Frequency and plans for auditing trial conduct

The audit process will comply with ICH GCP and regulatory requirements. Twice yearly audits will be conducted by the Hospital Ethics Committee and the audit process will be independent of the Sponsor. The SC will decide on any revisions to the program. The revised protocol will also be submitted to the Medical Ethics Committee of Kunshan First People’s Hospital and reported to the participants as and when required. The results of this study will be presented to the public at an academic conference. Authorship will be determined by the Steering Group. The order of authorship will be determined by the contribution of each member.

Discussion

This paper describes in detail a parallel randomized controlled trial designed to assess the impact of digital intervention based on behavioral economics theory on indicators such as HbA1c, SMBG detection rates, and diabetes self-efficacy in patients with T2DM. Digital health care has been widely used in health systems, particularly during the COVID-19 pandemic, and to reduce the risk of virus transmission between patients and clinicians, many health systems have rapidly converted more than 70% of outpatient cases to digital care via telephone or video transmission [2021]. However, concerns remain that chronic disease management delivered through digital processes may be of poor quality, difficult for patients to use proactively and spontaneously, and may exacerbate health disparities.
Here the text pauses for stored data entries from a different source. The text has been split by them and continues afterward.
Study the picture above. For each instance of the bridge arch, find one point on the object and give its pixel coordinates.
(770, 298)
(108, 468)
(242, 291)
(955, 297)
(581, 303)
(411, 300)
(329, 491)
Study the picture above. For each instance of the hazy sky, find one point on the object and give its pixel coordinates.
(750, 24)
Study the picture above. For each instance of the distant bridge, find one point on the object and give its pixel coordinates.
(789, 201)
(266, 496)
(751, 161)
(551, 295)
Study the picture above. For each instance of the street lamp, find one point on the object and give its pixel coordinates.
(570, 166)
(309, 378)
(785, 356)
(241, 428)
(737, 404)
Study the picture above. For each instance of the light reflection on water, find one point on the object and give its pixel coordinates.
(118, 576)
To improve digital chronic disease management even more, we think that digital intervention based on behavioral economics theory is a feasible way to improve HbA1c levels in patients with T2DM. Such digital interventions integrate multidisciplinary theories. We hypothesized that digital intervention based on behavioral economics theory would be effective in improving SMBG detection rates and diabetes self-efficacy in T2DM patients. The significance of this study is that, until now, research on digital intervention and patients with T2DM has been limited to the hospital setting. No studies have yet reported the effectiveness of digital intervention based on behavioral economics theory in T2DM patients outside the hospital. As behavioral economics theory highlights that people are influenced by cognitive biases and emotional factors when making decisions, the intervention process will be gamified and is expected to increase patients’ interest in using it. In addition, this study may demonstrate that a digital intervention based on behavioral economics theory can reduce the financial burden on T2DM patients. Moreover, there are some limitations to this study. This study excluded T2DM patients treated with multi-drug combinations and only included T2DM patients who were stably treated with mono-therapy. Future studies may involve a larger group of patients. Secondly, due to the nature of the study, it was not possible to use blinding among participants and staff (excluding statisticians) during digital administration, which may have biased the expected effect of treatment.

Trial status

The present protocol is version 1.0, dated September 26, 2022. Participant recruitment has began on April 15, 2023, and is expected to be completed by December 15, 2023.